Cachez ce pronom relatif que je ne saurais voir

Un ex-collègue de l’Oreille tendue, grammairien de son état, lui disait un jour que le pronom relatif était une des choses les plus difficiles à expliquer en classe.

Confirmation publicitaire en p. A10 du Devoir du 3 juin.

Publicité fautive de Georges Laoun opticien

Ce «La raison que notre pub est en couleur !» l’aurait sûrement conforté dans sa position.

Des nouvelles de la mort

Les médias — on s’en tiendra à eux aujourd’hui — n’aiment pas appeler la mort par son nom. Ce n’est pas la première fois qu’on le déplore ici.

Exemples nouveaux, tirés de l’actualité d’hier.
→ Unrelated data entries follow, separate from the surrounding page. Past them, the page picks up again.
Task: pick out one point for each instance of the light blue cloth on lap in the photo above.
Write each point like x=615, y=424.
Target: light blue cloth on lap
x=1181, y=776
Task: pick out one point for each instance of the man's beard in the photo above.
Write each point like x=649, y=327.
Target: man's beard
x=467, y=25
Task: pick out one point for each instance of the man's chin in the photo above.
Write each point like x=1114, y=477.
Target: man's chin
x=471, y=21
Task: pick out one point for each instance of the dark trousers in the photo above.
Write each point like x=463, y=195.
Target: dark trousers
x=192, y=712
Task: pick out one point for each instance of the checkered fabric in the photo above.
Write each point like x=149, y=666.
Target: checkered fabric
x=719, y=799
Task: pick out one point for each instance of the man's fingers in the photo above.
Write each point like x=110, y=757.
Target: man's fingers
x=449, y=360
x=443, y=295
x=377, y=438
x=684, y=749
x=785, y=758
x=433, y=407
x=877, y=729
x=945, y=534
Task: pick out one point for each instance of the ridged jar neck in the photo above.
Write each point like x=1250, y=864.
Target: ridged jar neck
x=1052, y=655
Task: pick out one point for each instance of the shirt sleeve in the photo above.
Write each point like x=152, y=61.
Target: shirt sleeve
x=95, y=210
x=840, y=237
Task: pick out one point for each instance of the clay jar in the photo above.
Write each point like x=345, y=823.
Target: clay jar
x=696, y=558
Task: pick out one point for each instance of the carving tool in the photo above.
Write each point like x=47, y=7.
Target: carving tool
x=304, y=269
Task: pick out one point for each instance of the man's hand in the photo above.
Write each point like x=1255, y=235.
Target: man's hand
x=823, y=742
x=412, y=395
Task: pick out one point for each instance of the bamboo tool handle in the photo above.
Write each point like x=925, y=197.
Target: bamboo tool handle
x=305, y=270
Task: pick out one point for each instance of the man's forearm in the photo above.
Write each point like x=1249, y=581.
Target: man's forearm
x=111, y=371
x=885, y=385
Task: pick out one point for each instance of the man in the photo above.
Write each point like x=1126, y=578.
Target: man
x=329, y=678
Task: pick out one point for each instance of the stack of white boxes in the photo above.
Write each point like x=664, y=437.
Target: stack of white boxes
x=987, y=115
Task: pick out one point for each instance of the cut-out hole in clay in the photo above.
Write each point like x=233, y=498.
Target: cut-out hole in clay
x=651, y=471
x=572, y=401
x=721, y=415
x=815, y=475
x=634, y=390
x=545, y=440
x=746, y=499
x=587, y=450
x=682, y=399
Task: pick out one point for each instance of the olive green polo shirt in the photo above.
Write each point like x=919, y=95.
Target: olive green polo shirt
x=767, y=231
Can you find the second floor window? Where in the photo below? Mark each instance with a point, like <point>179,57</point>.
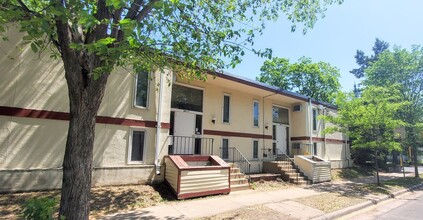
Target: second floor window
<point>315,119</point>
<point>255,113</point>
<point>141,89</point>
<point>226,110</point>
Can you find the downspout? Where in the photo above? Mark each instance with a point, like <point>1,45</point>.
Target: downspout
<point>310,127</point>
<point>159,126</point>
<point>264,124</point>
<point>325,111</point>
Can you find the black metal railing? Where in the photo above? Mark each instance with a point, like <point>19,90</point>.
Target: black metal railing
<point>185,145</point>
<point>233,155</point>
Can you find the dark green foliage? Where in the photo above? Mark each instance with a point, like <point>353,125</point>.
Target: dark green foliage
<point>40,208</point>
<point>318,80</point>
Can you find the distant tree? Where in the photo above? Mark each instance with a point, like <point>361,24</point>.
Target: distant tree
<point>369,120</point>
<point>317,80</point>
<point>364,61</point>
<point>93,37</point>
<point>404,68</point>
<point>356,91</point>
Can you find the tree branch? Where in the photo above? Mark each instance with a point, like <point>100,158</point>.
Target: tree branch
<point>144,12</point>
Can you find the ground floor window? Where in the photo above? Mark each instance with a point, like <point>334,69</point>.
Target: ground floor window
<point>136,149</point>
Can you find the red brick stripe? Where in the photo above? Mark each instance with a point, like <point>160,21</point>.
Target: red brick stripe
<point>318,139</point>
<point>43,114</point>
<point>236,134</point>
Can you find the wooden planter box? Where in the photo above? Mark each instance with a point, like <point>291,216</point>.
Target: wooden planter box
<point>193,176</point>
<point>315,168</point>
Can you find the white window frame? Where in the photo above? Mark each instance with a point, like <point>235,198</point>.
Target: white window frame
<point>131,130</point>
<point>258,149</point>
<point>258,116</point>
<point>289,115</point>
<point>223,108</point>
<point>135,92</point>
<point>193,87</point>
<point>224,138</point>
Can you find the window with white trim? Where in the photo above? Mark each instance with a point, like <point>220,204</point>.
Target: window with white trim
<point>226,108</point>
<point>255,149</point>
<point>225,148</point>
<point>141,89</point>
<point>136,151</point>
<point>256,112</point>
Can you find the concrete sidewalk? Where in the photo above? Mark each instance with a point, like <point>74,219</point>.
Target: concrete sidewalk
<point>216,205</point>
<point>277,200</point>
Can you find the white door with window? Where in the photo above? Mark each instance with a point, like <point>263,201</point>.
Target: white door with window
<point>281,138</point>
<point>184,131</point>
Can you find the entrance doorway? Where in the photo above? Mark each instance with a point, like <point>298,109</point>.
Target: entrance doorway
<point>183,132</point>
<point>280,139</point>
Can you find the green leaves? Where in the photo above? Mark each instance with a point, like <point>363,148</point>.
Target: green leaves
<point>317,80</point>
<point>370,119</point>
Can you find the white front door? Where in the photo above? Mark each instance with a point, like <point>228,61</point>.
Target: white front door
<point>281,138</point>
<point>184,131</point>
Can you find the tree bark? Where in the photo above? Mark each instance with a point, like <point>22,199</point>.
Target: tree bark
<point>77,163</point>
<point>85,96</point>
<point>412,139</point>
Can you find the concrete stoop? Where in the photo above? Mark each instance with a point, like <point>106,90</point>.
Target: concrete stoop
<point>287,171</point>
<point>238,180</point>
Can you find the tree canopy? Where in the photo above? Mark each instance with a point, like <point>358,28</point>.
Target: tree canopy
<point>318,80</point>
<point>369,120</point>
<point>92,37</point>
<point>404,68</point>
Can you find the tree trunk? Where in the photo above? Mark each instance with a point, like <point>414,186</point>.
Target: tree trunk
<point>412,140</point>
<point>85,95</point>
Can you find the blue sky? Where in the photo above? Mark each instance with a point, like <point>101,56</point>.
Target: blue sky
<point>353,25</point>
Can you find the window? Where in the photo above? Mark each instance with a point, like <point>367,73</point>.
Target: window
<point>136,148</point>
<point>255,113</point>
<point>187,98</point>
<point>226,104</point>
<point>314,119</point>
<point>141,89</point>
<point>255,149</point>
<point>225,148</point>
<point>280,115</point>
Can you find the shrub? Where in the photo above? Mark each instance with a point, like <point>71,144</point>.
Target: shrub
<point>40,208</point>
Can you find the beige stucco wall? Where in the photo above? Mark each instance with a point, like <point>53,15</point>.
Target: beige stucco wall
<point>32,149</point>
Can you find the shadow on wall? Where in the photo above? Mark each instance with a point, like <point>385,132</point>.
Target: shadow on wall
<point>32,149</point>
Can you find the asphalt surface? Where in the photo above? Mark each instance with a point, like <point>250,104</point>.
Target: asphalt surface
<point>407,207</point>
<point>411,169</point>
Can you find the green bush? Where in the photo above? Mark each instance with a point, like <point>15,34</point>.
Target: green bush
<point>40,208</point>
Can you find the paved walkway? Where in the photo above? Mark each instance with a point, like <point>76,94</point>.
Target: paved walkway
<point>278,200</point>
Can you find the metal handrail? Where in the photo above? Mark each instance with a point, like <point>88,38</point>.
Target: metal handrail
<point>183,145</point>
<point>237,158</point>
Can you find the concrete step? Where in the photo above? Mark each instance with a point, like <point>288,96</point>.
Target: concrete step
<point>235,170</point>
<point>237,176</point>
<point>239,187</point>
<point>239,181</point>
<point>289,170</point>
<point>300,182</point>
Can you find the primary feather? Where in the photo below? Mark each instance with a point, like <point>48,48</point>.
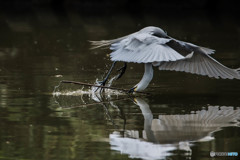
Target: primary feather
<point>153,45</point>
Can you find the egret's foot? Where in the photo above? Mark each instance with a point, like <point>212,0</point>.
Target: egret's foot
<point>122,71</point>
<point>132,90</point>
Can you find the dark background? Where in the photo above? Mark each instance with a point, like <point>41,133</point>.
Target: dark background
<point>91,7</point>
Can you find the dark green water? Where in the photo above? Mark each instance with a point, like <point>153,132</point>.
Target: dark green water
<point>185,117</point>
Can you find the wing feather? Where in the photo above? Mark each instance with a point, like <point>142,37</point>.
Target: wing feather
<point>201,64</point>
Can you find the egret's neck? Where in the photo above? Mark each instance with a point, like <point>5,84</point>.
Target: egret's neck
<point>147,77</point>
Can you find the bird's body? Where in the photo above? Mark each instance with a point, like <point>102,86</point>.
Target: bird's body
<point>153,47</point>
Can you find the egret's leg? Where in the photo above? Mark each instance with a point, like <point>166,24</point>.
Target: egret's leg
<point>122,69</point>
<point>102,83</point>
<point>146,79</point>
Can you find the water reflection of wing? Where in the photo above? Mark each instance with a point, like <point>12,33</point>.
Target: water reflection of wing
<point>189,127</point>
<point>169,132</point>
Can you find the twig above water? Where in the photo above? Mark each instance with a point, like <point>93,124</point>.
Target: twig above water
<point>95,85</point>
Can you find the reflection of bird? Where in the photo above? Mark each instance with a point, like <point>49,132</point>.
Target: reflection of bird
<point>169,132</point>
<point>153,47</point>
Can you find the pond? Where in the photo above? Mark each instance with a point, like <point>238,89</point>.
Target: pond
<point>185,116</point>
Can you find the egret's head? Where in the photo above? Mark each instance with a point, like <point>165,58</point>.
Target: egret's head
<point>154,31</point>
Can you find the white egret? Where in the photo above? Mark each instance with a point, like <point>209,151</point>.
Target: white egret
<point>153,47</point>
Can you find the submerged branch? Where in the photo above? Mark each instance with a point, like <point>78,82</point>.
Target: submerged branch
<point>95,85</point>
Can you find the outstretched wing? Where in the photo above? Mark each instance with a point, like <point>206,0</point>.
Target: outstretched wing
<point>143,48</point>
<point>202,64</point>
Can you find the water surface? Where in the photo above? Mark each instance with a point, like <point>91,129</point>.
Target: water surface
<point>186,116</point>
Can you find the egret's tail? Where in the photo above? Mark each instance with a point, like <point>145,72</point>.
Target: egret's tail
<point>101,44</point>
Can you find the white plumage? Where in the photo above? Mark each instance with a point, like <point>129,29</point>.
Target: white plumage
<point>153,45</point>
Sur le site Web de la Presse : «Claude Léveillée s’éteint.» Sur Twitter : «Décès de Claude Léveillée»; «Mes hommages à Claude Léveillée, décédé»; «Claude Léveillée est parti sur son cheval blanc»; «Claude Léveillée a enfourché son cheval blanc»; «Même si on l’avait vu venir, le départ de Claude Léveillée est triste…»; «Léveillée peut enfin s’endormir (en paix)»; «Le Québec vient de perdre un grand homme»; «Le grand Claude Léveillée nous a quitté» (on appréciera le singulier de quitté).
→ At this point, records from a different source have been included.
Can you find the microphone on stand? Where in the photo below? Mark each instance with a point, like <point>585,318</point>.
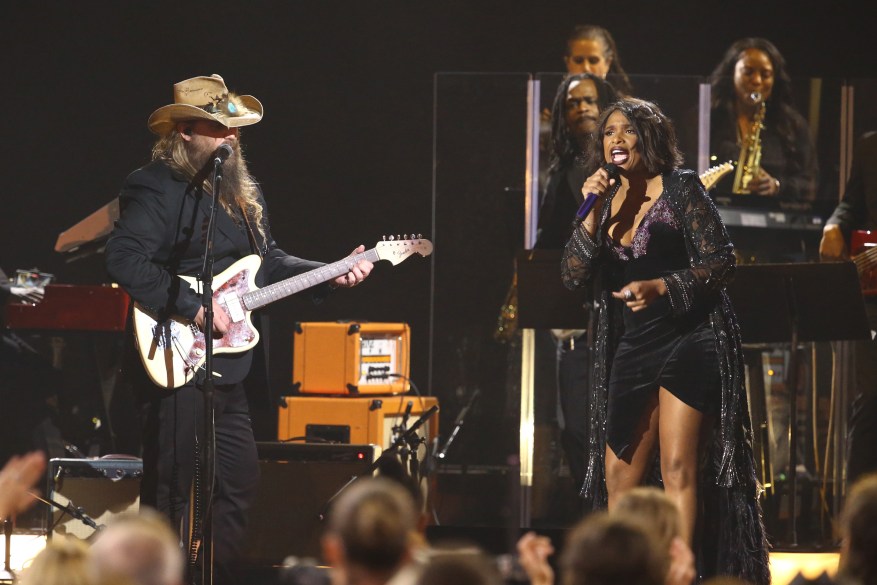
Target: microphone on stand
<point>591,198</point>
<point>221,154</point>
<point>458,424</point>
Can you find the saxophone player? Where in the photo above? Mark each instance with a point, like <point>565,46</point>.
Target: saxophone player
<point>754,122</point>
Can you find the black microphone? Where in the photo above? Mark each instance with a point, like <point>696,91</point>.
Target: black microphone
<point>222,153</point>
<point>591,198</point>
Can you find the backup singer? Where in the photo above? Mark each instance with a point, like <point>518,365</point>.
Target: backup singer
<point>160,234</point>
<point>788,160</point>
<point>667,355</point>
<point>574,114</point>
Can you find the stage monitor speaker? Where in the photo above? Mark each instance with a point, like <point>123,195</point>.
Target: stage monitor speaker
<point>101,488</point>
<point>297,482</point>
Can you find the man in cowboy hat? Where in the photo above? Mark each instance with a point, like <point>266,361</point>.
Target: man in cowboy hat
<point>161,235</point>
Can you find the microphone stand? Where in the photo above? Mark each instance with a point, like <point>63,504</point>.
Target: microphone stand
<point>204,495</point>
<point>70,508</point>
<point>403,438</point>
<point>458,424</point>
<point>401,428</point>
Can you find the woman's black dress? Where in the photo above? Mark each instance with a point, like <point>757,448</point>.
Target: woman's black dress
<point>658,349</point>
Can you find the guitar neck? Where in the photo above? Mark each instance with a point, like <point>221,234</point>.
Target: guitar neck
<point>279,290</point>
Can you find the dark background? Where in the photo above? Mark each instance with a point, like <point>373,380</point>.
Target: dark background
<point>345,151</point>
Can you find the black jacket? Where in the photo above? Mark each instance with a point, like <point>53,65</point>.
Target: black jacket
<point>161,234</point>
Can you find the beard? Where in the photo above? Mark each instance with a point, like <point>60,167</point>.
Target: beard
<point>236,179</point>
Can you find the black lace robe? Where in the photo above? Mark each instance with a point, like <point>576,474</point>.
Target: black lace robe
<point>732,540</point>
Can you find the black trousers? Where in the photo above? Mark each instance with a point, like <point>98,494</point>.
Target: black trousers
<point>863,414</point>
<point>173,431</point>
<point>573,365</point>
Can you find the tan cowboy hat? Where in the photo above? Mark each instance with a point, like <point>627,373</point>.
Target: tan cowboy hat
<point>206,98</point>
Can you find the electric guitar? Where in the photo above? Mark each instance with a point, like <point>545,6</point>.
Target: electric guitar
<point>709,178</point>
<point>863,245</point>
<point>173,350</point>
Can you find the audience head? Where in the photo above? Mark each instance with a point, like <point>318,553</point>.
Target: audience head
<point>371,526</point>
<point>577,105</point>
<point>64,561</point>
<point>656,136</point>
<point>858,531</point>
<point>605,550</point>
<point>391,468</point>
<point>591,49</point>
<point>140,546</point>
<point>460,567</point>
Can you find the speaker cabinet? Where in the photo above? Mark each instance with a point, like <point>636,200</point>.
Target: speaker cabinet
<point>101,488</point>
<point>358,420</point>
<point>297,482</point>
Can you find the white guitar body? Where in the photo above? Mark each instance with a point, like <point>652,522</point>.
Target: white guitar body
<point>173,350</point>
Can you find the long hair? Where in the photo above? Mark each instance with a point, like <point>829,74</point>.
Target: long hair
<point>592,32</point>
<point>780,112</point>
<point>656,136</point>
<point>171,148</point>
<point>564,146</point>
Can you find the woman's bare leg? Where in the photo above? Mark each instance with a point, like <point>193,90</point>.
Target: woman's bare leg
<point>679,434</point>
<point>627,473</point>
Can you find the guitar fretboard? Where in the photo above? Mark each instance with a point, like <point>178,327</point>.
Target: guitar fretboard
<point>274,292</point>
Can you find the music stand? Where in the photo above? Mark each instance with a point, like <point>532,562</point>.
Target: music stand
<point>543,301</point>
<point>798,303</point>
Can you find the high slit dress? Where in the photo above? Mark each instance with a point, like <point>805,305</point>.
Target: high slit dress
<point>658,349</point>
<point>687,341</point>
La situation est plus complexe au Devoir. Son site Web est clair, s’agissant du chanteur : «Claude Léveillée est mort.» (Merci.) Pour un poète et essayiste, dans l’édition papier, c’est beaucoup plus affecté : «Le jardin de l’écriture se referme sur Jean-Pierre Issenhuth» (9 juin 2011, p. B7).

«Le jardin de l’écriture se referme» ? L’Oreille tendue ne connaissait pas cette euphémisation particulièrement lyrique de la mort. Il y a des cas où elle préférerait — presque — décéder.

Explication cynégétique du jour

Orignal mort, dans un camion

Soit la phrase suivante, tirée du Charme discret du café filtre d’Amélie Panneton (2011) :

C’est l’automne et c’est la saison des Japonais, un peu comme c’est la saison des orignaux : bien qu’on ne les voie jamais écartelés sur le toit d’un camion, ils deviennent tout de même le point de mire de l’industrie touristique au grand complet (p. 72).

Pour la comprendre, il n’est pas inutile de savoir que les chasseurs québécois aiment bien exhiber sur leur véhicule la carcasse de leurs victimes (ici : un orignal).

On ne sache pas, en effet et en revanche, que ce soit vrai des touristes de l’Empire du Soleil levant, même si les chantres du développement touristique aimeraient que les visiteurs étrangers restent le plus longtemps possible dans la Belle Province.

 

Référence

Panneton, Amélie, le Charme discret du café filtre. Nouvelles, Montréal, Éditions de la Bagnole, coll. «Parking», 2011, 158 p.